O texto aprovado garante como direito das vítimas e dos familiares obter, periodicamente, informações e esclarecimentos sobre a investigação do acidente, cabendo à autoridade aeronáutica prestá-los.

Voos na Amazônia
A Amazônia Legal poderá contar com empresas aéreas de outros países para voos locais. Isso é o que permite o Projeto de Lei 539/24, aprovado pela Câmara dos Deputados.

De autoria da deputada Cristiane Lopes (Pode-RO), o texto foi relatado pelo deputado Sidney Leite (PSD-AM) e está no Senado.

Por meio de autorização da Agência Nacional de Aviação Civil (Anac), as empresas aéreas sem sede no Brasil poderão operar voos regulares nessa região quando ela for a origem ou o destino desses voos.

O texto aprovado prevê que pelo menos 50% da tripulação da empresa sem sede no Brasil deverá ser composta por brasileiros natos ou naturalizados.

A intenção é facilitar a locomoção da população da região, especialmente em razão das secas frequentes que dificultam o transporte por rios.
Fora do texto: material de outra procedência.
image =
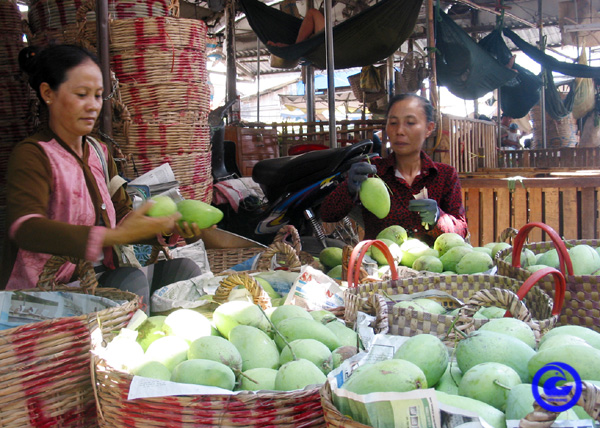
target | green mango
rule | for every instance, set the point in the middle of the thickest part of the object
(201, 213)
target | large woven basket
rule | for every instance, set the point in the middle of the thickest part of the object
(539, 418)
(293, 409)
(538, 309)
(45, 371)
(582, 294)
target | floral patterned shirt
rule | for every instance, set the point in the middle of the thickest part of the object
(442, 183)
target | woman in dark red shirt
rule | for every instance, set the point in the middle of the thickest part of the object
(407, 171)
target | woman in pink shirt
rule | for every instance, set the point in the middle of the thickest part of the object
(58, 200)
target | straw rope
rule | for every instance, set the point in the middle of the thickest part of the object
(259, 295)
(498, 297)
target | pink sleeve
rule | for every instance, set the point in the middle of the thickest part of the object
(16, 224)
(94, 245)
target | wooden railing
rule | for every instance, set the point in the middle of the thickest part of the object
(348, 132)
(566, 157)
(467, 144)
(568, 204)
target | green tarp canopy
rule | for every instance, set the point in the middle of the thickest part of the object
(361, 40)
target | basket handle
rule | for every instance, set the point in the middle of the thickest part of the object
(565, 264)
(259, 295)
(289, 231)
(291, 257)
(83, 270)
(357, 255)
(559, 283)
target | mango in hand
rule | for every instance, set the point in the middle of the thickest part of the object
(201, 213)
(163, 206)
(375, 197)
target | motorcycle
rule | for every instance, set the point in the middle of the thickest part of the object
(294, 188)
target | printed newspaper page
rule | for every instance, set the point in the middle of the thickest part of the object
(19, 307)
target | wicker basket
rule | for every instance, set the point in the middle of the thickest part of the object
(539, 418)
(544, 418)
(582, 294)
(293, 409)
(221, 259)
(45, 371)
(501, 291)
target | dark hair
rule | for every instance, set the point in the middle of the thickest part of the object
(424, 102)
(51, 64)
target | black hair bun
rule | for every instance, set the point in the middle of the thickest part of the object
(28, 58)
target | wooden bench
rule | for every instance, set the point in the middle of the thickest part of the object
(567, 203)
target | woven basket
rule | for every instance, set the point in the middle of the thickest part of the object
(582, 294)
(160, 33)
(333, 417)
(293, 409)
(221, 259)
(45, 372)
(369, 97)
(544, 418)
(406, 322)
(539, 418)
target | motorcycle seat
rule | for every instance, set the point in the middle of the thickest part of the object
(286, 174)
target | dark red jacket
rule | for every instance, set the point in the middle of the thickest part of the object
(442, 183)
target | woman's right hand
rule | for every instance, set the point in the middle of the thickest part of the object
(137, 226)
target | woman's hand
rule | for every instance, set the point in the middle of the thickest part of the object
(190, 232)
(137, 226)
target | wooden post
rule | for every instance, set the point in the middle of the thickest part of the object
(231, 88)
(433, 94)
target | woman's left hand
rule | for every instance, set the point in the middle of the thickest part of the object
(189, 232)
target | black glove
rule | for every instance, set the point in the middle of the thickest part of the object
(357, 174)
(427, 208)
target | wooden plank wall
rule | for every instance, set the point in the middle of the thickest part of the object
(568, 204)
(565, 157)
(468, 144)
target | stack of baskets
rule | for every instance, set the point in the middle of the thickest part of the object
(45, 372)
(582, 295)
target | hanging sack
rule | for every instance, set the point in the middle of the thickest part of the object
(585, 97)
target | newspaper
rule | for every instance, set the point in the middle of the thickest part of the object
(314, 290)
(413, 409)
(562, 423)
(20, 307)
(142, 387)
(160, 181)
(188, 294)
(418, 408)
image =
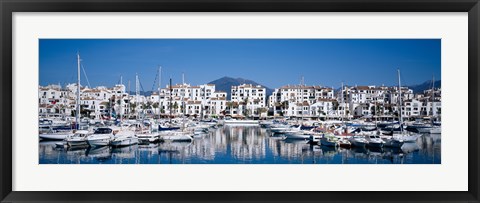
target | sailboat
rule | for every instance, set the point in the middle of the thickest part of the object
(62, 135)
(398, 138)
(174, 134)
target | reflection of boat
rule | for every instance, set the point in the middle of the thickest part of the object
(409, 147)
(296, 135)
(241, 122)
(328, 150)
(436, 130)
(358, 141)
(124, 151)
(344, 143)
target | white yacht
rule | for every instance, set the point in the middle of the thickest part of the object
(329, 140)
(78, 139)
(241, 122)
(101, 137)
(358, 141)
(176, 136)
(374, 141)
(124, 138)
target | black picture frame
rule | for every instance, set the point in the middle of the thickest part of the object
(7, 7)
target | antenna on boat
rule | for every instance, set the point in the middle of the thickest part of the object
(78, 92)
(183, 78)
(159, 88)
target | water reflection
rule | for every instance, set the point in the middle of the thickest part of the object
(243, 145)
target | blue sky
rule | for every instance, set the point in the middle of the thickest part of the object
(271, 62)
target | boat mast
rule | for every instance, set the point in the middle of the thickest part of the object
(136, 95)
(170, 105)
(400, 118)
(159, 88)
(78, 92)
(433, 96)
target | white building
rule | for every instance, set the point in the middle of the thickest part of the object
(251, 99)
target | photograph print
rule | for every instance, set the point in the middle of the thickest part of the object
(239, 101)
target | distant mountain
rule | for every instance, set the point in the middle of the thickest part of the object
(425, 86)
(226, 83)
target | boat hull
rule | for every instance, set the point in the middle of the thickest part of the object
(99, 141)
(325, 142)
(55, 136)
(124, 142)
(375, 144)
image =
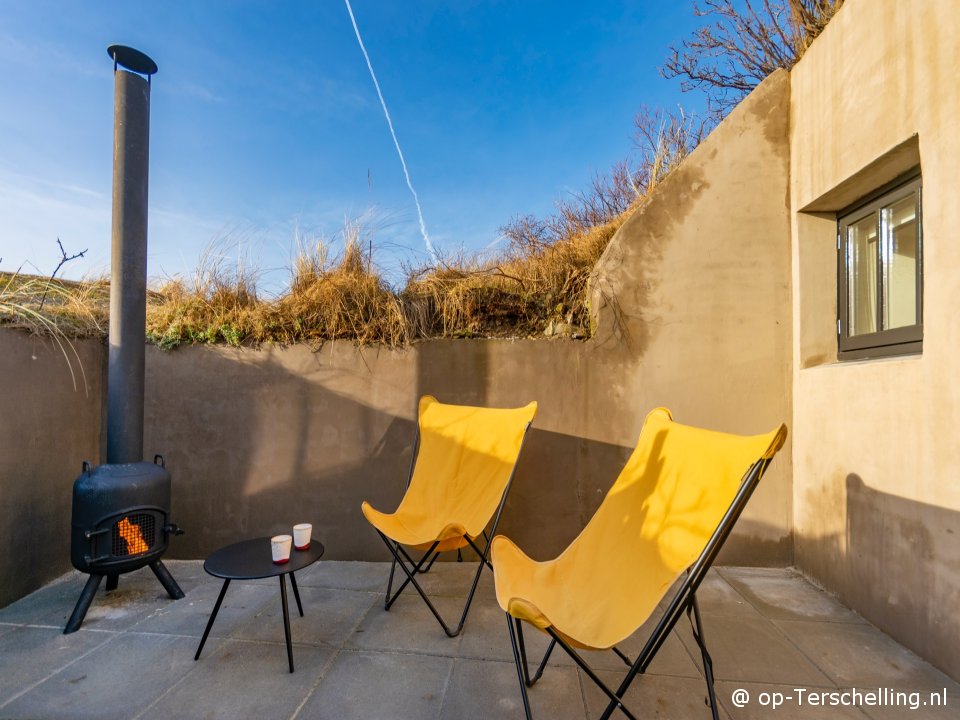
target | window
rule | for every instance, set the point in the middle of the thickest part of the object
(880, 274)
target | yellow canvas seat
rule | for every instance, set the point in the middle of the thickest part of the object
(464, 461)
(667, 514)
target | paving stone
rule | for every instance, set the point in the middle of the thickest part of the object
(118, 609)
(782, 702)
(243, 680)
(653, 696)
(917, 705)
(189, 615)
(753, 649)
(409, 626)
(486, 637)
(488, 690)
(377, 686)
(329, 616)
(784, 595)
(28, 655)
(861, 655)
(715, 596)
(345, 575)
(114, 681)
(354, 659)
(50, 605)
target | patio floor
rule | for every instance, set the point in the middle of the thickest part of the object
(768, 629)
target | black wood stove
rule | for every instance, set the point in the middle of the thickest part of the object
(120, 508)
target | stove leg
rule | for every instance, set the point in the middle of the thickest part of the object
(166, 579)
(83, 604)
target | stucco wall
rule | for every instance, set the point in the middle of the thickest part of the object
(700, 279)
(257, 440)
(48, 426)
(877, 503)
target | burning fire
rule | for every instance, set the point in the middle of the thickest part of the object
(133, 537)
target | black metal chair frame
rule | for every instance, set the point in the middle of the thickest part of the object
(402, 557)
(684, 601)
A agência poderá permitir a atuação de empresas já autorizadas a prestar serviços de transporte aéreo internacional no país.

A empresa autorizada deverá prestar assistência ao consumidor, com canais de atendimento telefônico e digital em português, e manter cadastro em órgãos governamentais de resolução de conflitos.

Números do semestre
No total, foram aprovados no primeiro semestre de 2026, pelo Plenário da Câmara:

  • 118 projetos de lei;
  • 9 projetos de lei complementar;
  • 20 medidas provisórias;
  • 12 projetos de decreto legislativo;
  • 5 projetos de resolução; e
  • 4 propostas de emenda à Constituição.